Although Ghosn's arrest shook the partnership to its core, they will need each other more than ever as the industry undergoes a fundamental shift toward electric and self-driving vehicles.
"All three partners need the alliance to flourish given the much needed economies of scale it brings," Michael Dean, a Bloomberg Intelligence analyst, said before the results. "We are amid a culture of global automotive companies clamoring to collaborate with each other, given the huge costs associated with the transition to EVs, e-mobility, digitalization and autonomous driving."
Electric cars
In order to get a leg up in electric cars, Nissan is looking to invest in a Chinese electric-car startup by buying a stake of as much as 25%, people familiar with the matter said. The potential targets include WM Motor Technology Co., Zhejiang Hozon New Energy Automobile and CHJ Automotive, the people said, asking not to be identified.
Renault agreed in 2015 not to interfere in the Nissan board's decision-making. Their cross-shareholding is managed by an agreement known as Rama, which was last updated in 2015 with extensive governance provisions that have never been made public. Any unilateral move by either Renault or Nissan to tip the balance could trigger an all-out battle for control.

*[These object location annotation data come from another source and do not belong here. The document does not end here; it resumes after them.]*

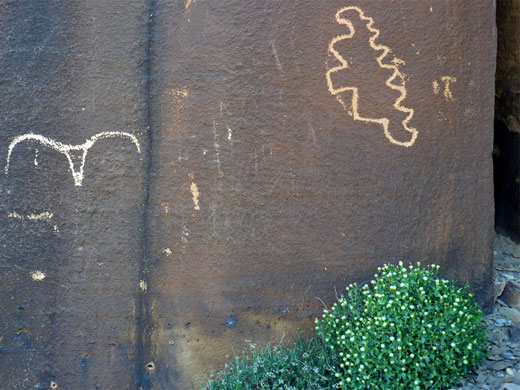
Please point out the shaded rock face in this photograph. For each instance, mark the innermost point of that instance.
(181, 180)
(507, 126)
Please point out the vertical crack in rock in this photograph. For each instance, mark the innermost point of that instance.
(141, 376)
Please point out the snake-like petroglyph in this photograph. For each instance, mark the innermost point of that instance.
(67, 150)
(390, 82)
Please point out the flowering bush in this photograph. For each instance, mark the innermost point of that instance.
(408, 330)
(306, 365)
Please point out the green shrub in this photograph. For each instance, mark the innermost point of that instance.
(408, 330)
(306, 365)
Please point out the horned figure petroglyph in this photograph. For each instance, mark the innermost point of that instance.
(396, 81)
(67, 150)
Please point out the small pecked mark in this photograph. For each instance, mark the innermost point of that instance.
(231, 322)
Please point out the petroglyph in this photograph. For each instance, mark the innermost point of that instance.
(195, 195)
(45, 216)
(448, 81)
(435, 86)
(397, 76)
(37, 276)
(73, 159)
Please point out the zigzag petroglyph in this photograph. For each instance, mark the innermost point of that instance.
(384, 122)
(77, 173)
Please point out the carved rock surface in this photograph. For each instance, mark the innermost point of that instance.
(253, 186)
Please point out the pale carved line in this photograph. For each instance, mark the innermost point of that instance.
(355, 92)
(65, 149)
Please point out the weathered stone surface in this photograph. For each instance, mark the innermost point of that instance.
(269, 173)
(70, 255)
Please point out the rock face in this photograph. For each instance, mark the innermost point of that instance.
(507, 126)
(181, 180)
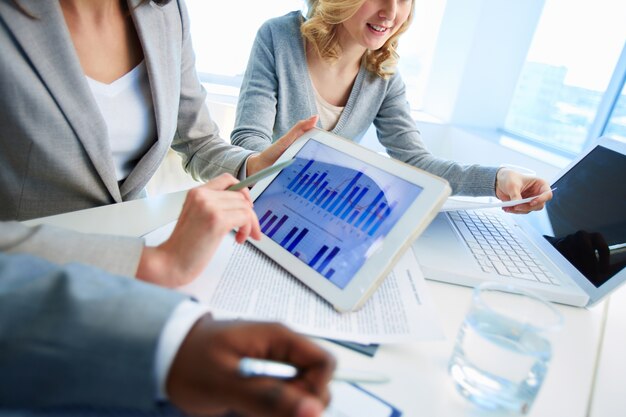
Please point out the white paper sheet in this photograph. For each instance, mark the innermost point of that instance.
(242, 282)
(457, 203)
(477, 203)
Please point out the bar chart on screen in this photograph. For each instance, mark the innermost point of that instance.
(328, 214)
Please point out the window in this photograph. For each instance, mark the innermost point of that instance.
(617, 122)
(569, 71)
(223, 35)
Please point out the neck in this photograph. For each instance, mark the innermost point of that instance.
(94, 9)
(351, 52)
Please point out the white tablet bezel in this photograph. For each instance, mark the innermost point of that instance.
(419, 214)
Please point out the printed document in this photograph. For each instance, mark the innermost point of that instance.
(241, 282)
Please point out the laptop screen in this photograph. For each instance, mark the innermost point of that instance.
(586, 218)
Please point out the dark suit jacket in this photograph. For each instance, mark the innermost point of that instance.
(74, 335)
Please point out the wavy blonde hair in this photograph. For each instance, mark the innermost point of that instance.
(320, 30)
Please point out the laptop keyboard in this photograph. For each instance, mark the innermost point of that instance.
(496, 249)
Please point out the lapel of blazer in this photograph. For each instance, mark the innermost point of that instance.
(47, 44)
(161, 43)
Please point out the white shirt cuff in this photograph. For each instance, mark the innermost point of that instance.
(182, 319)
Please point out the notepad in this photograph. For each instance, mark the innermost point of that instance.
(350, 400)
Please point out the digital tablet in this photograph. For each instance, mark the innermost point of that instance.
(340, 216)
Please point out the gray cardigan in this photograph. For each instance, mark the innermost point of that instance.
(54, 152)
(277, 92)
(74, 335)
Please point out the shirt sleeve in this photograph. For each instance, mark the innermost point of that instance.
(178, 325)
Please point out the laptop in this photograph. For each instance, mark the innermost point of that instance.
(571, 252)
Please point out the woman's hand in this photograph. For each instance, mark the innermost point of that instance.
(270, 155)
(511, 185)
(208, 214)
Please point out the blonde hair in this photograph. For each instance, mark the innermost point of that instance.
(320, 30)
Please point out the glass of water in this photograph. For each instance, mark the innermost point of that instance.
(503, 348)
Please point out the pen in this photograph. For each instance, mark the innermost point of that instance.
(252, 179)
(251, 367)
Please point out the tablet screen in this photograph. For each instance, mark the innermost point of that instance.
(332, 211)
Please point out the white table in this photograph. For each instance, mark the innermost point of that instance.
(587, 376)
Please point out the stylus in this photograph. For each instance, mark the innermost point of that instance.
(251, 367)
(253, 179)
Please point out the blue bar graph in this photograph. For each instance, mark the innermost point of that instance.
(280, 223)
(308, 184)
(319, 189)
(318, 255)
(347, 201)
(302, 181)
(354, 203)
(323, 196)
(384, 216)
(369, 208)
(297, 177)
(351, 219)
(327, 260)
(345, 190)
(297, 240)
(287, 238)
(374, 216)
(265, 216)
(316, 186)
(269, 224)
(332, 195)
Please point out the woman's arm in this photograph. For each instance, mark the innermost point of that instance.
(399, 134)
(256, 106)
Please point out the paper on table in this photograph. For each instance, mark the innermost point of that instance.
(242, 282)
(454, 203)
(475, 203)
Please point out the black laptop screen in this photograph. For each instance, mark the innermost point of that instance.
(586, 218)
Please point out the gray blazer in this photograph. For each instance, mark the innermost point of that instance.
(54, 152)
(74, 335)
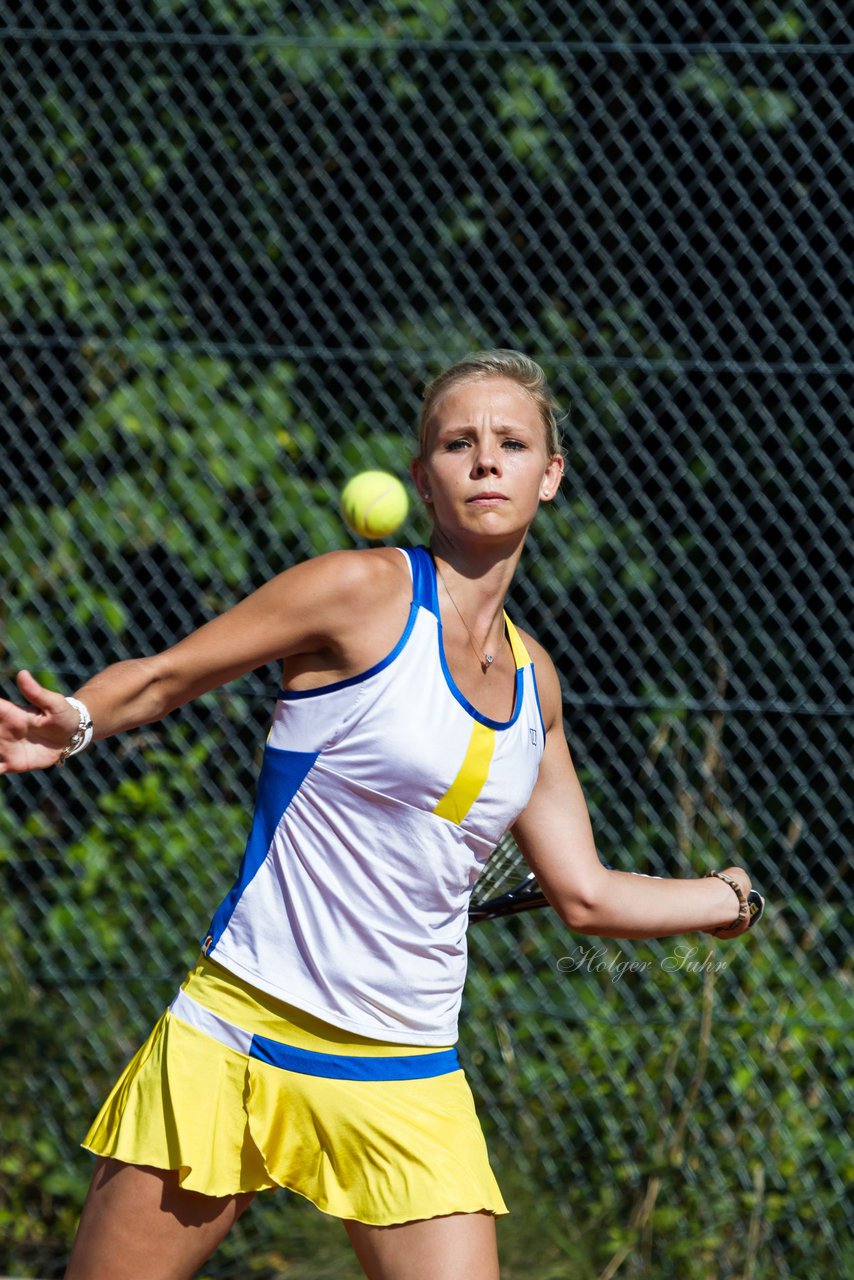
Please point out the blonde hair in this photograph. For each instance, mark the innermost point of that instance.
(499, 362)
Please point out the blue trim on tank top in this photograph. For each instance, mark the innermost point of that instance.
(292, 695)
(281, 777)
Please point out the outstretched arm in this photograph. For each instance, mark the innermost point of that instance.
(556, 840)
(314, 608)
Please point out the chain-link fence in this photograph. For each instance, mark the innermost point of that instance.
(236, 240)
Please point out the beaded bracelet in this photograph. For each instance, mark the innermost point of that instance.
(82, 735)
(744, 908)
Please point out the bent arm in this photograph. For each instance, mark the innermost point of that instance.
(556, 840)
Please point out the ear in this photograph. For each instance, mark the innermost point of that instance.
(552, 478)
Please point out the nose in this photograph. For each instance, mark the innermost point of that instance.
(487, 457)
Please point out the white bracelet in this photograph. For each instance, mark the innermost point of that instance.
(82, 735)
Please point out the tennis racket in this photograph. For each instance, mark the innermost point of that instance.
(506, 887)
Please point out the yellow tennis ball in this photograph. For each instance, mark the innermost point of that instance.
(374, 503)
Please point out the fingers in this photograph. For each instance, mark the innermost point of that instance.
(39, 696)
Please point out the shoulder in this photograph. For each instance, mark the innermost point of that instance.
(354, 576)
(548, 684)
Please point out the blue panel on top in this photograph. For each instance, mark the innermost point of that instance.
(345, 1066)
(281, 777)
(423, 579)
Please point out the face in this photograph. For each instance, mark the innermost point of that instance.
(485, 467)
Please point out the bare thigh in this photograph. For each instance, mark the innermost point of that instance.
(137, 1221)
(457, 1247)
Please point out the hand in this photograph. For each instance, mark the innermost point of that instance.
(739, 874)
(33, 736)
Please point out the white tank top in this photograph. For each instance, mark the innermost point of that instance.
(379, 800)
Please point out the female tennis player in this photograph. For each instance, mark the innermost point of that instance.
(311, 1047)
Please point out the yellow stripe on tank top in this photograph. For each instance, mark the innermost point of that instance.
(474, 771)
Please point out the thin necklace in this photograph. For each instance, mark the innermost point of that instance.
(484, 658)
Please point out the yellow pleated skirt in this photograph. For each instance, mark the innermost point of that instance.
(241, 1092)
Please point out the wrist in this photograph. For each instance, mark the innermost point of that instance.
(82, 734)
(743, 913)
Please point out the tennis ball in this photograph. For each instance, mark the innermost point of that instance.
(374, 503)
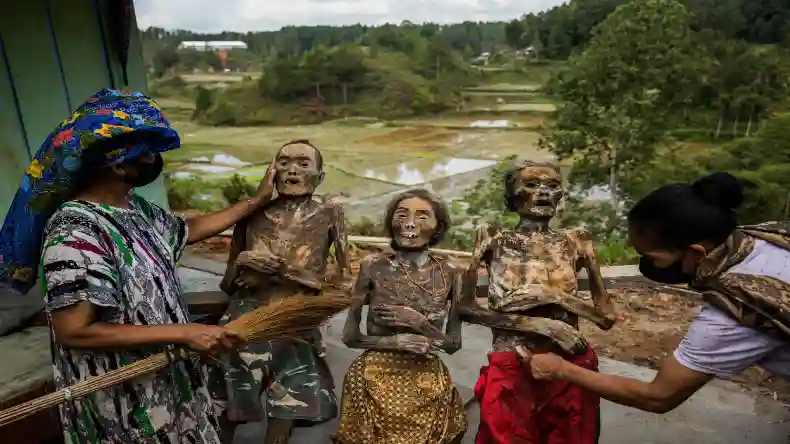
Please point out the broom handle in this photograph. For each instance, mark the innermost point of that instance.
(83, 388)
(91, 385)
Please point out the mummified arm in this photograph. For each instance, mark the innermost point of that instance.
(340, 241)
(352, 334)
(603, 315)
(407, 317)
(453, 330)
(237, 245)
(470, 311)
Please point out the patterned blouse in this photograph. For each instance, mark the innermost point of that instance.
(123, 261)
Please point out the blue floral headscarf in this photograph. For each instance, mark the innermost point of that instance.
(52, 175)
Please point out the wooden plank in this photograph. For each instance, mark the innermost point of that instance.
(27, 364)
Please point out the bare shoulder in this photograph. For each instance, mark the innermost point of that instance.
(579, 235)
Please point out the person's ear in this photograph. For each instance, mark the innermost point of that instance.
(698, 253)
(118, 169)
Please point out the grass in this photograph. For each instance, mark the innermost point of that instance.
(499, 88)
(353, 146)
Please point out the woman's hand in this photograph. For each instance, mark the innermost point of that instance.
(416, 344)
(267, 185)
(207, 338)
(544, 366)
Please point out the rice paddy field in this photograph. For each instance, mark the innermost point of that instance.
(366, 158)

Nissan released an internal report on its investigation into Ghosn's conduct alongside the earnings report, concluding that there were weaknesses in its controls. The company also filed corrected securities reports for 2005 to 2017 to reflect Ghosn's alleged under-reporting of tens of millions of dollars of income.
Ghosn and longtime aide Greg Kelly were arrested after an internal investigation uncovered what the company says were financial misdeeds that included alleged misuse of corporate funds.
Nissan last year booked a one-time charge of 9.2 billion yen to reflect Ghosn's yet-to-be-paid remuneration. Nissan also said the scandal hurt its brand and curbed domestic sales in Japan.
"Today is rock bottom," Saikawa said. "In the next two years or three years at the longest, we will get back to our previous levels. Please give us some time."